アベノミクス大失敗!日銀がお金を刷ったのにデフレが改善されない

  • 26 September 2015
  • のぶやん

経済学から見ると、明らかにおかしなことが起こっています。政府が200兆円ー300兆円もの国債を大量に発行して、それを市場に出した後で日銀に買わせることで市場に大量の通貨を投入したはずでした。一時的に改善されたように見えたデフレが改善されず、物価は上昇しませんでした。日銀が大規模に金融緩和を行っているにも関わらず、その効果が出ていないという状況になってしまっています。

金融緩和政策の大失敗

日銀が通貨を大量に供給しているにも関わらず、通貨の価値が上昇して、物価が下落していくという現象が起こってしまっています。日銀の説明では、物価をじわじわと少しずつあげていくという説明がなされていましたが、2013年から上昇を始めた物価は、消費税増税を契機にして下落に転じてしまって、それからマイナス物価へと突入してしまいました。

過去10年の金利水準を見てみる(JBTのサイト)と、金利が大幅に低下している事が分かります。市場から見ると、日銀が国債を買い入れているという安心感があるので、金利が更に低下する要因になってしまっています。日銀が国債を買い入れるという安心感は、市場が政府が発行する国債を買い続ける事でもあるのですが、そうして膨らんだ政府の借金が1000兆円を超えています。

日銀の直接引き受けという禁じ手は?

物価を単に上昇させるというのであれば、日銀が政府の国債を直接引き受けて、政府にお金を渡せば良いと考える人もいるかもしれません。それは、日銀がお金を大量に刷るという手法と変わらず、通貨の価値を大幅に下落させる事につながります。そうした返済を放棄するような無責任なやり方は、国内、海外から日本円の信用を失わせる危険性があります。通貨の信用が失われると、国際的取引に日本円が使われなくなってしまって大打撃になります。クレジットカードを返済しなかったようなものです。

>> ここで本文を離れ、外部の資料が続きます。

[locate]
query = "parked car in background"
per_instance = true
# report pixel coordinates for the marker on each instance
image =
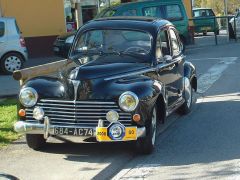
(63, 44)
(234, 30)
(128, 75)
(172, 10)
(205, 21)
(13, 51)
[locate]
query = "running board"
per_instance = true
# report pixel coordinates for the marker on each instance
(175, 106)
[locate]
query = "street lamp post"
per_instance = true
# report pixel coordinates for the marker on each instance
(226, 14)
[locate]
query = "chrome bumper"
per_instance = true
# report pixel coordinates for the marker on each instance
(47, 129)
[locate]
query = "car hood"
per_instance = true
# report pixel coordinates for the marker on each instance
(107, 66)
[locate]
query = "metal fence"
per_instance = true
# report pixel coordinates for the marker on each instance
(213, 30)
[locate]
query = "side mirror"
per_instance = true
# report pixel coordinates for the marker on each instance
(167, 59)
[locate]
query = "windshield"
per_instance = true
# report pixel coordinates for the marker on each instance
(97, 43)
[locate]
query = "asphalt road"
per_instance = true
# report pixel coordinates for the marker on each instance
(202, 145)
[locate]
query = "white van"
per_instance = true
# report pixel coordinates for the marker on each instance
(13, 51)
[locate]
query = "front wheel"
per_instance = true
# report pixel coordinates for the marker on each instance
(35, 141)
(187, 95)
(146, 144)
(11, 62)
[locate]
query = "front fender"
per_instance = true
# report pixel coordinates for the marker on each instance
(47, 87)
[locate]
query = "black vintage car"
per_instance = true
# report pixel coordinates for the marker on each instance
(130, 74)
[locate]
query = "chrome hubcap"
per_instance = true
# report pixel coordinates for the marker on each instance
(188, 92)
(12, 63)
(154, 125)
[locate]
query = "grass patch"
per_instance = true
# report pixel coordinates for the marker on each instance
(8, 115)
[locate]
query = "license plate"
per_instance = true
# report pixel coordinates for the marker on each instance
(206, 28)
(56, 49)
(102, 134)
(74, 131)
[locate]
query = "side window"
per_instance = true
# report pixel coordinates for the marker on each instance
(210, 13)
(164, 43)
(109, 13)
(151, 11)
(130, 12)
(95, 39)
(17, 27)
(2, 29)
(173, 12)
(175, 44)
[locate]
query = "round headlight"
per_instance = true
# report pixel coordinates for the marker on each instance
(38, 113)
(28, 97)
(112, 116)
(128, 101)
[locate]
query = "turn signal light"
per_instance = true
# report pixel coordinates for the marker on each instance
(21, 112)
(136, 117)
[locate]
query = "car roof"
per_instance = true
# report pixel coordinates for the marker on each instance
(143, 23)
(144, 2)
(7, 18)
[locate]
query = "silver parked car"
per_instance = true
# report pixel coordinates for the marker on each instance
(235, 31)
(13, 51)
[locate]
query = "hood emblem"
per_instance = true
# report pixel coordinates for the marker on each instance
(75, 86)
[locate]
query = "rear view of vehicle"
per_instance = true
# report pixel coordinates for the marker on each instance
(205, 21)
(13, 51)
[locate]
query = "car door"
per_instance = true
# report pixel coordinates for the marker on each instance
(178, 60)
(167, 69)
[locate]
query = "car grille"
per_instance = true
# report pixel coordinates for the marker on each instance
(80, 113)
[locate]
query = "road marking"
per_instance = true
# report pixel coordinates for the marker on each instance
(206, 80)
(140, 172)
(220, 98)
(207, 59)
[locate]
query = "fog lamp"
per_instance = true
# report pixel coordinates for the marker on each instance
(117, 131)
(112, 116)
(38, 113)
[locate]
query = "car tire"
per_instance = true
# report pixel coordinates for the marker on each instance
(188, 96)
(11, 62)
(35, 141)
(146, 144)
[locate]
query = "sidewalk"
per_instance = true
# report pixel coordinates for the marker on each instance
(10, 87)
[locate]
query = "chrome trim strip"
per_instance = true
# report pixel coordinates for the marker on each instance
(48, 128)
(70, 105)
(83, 113)
(76, 102)
(48, 107)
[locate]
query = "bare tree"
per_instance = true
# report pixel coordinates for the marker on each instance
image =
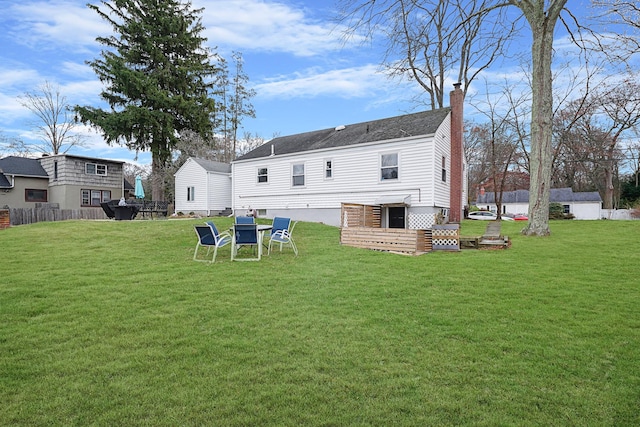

日本人としては、通貨の信頼を保つために何としてでも、膨大な政府債を返済しなければいけないのですけど、その為に消費税の10%増税程度では、既にどうしようもない状況になってしまっています。何故ならば、消費税10%に上昇させると決まった前の時点で、その金をすでに使いきってしまっているからです。収入が入るという前提で、クレジットカードをガンガン使い込んでしまったようなものです。


 

日本円が何故か信頼されている

日本円がまだ信頼されているのは、日本人が(特に高齢者)が生きる為に大量の資産を保有しているからです。それは、高齢者が将来的に生きる為に必要となる貯蓄などであり、贅沢できるような性質のお金ではありません。年金基金であったり、預金通帳に入っている高齢者の年金がそれに当たります。おかしな話ですが、若者が少ない日本において、高齢者のお金が日本の信用力を示すものになっているのです。

日本の現在の状況としては、この高齢者の蓄えた資産を担保にしながら、どんどん借り入れを増やしているような状況です。もし、日本政府がお金を返せないような状況が発生してしまったら、この担保にしているお金を吸い上げてでもお金の返済に充てなくてはいけなくなります。それが預金封鎖という事になるのですが、恐ろしい事に日本は先日預金封鎖を行ったキプロスなどと経済規模がまったく異なります。

一度、預金封鎖が行われた事で、政府に対する信用が回復すれば問題がないのですが、信用が回復する可能性というものは極めて低いものであり、信用が回復しなければ円を保有する人が皆無となって、日本円が信頼されなくなって価値を失います。一時的に預金封鎖を行ったとしても、国の借金である国債を少し償還できる程度にすぎず、延命措置にしかなりません。現在の日本国債は、日本人の預金のすべてを担保した規模にまで膨れ上がっており、それを解消する事は無理だからです。

少子高齢化と社会保障の問題

既に日本でデフレを解消する事は、高齢者が一方的に増加する中で不可能なようにも見えます。少子高齢化が加速しており、高齢者こそお金を積極的に使おうとはしません。お金を積極的に使おうとする若者世代は、お金を持っていないので使いようがないので節約の中で生活している人がほとんどです。贅沢品などを購入する人もほとんどいません。財政再建を進めようとして増税などを行えば行うほど、人々は更に消費に慎重になって、お金を使わないという悪循環に陥ってしまうからです。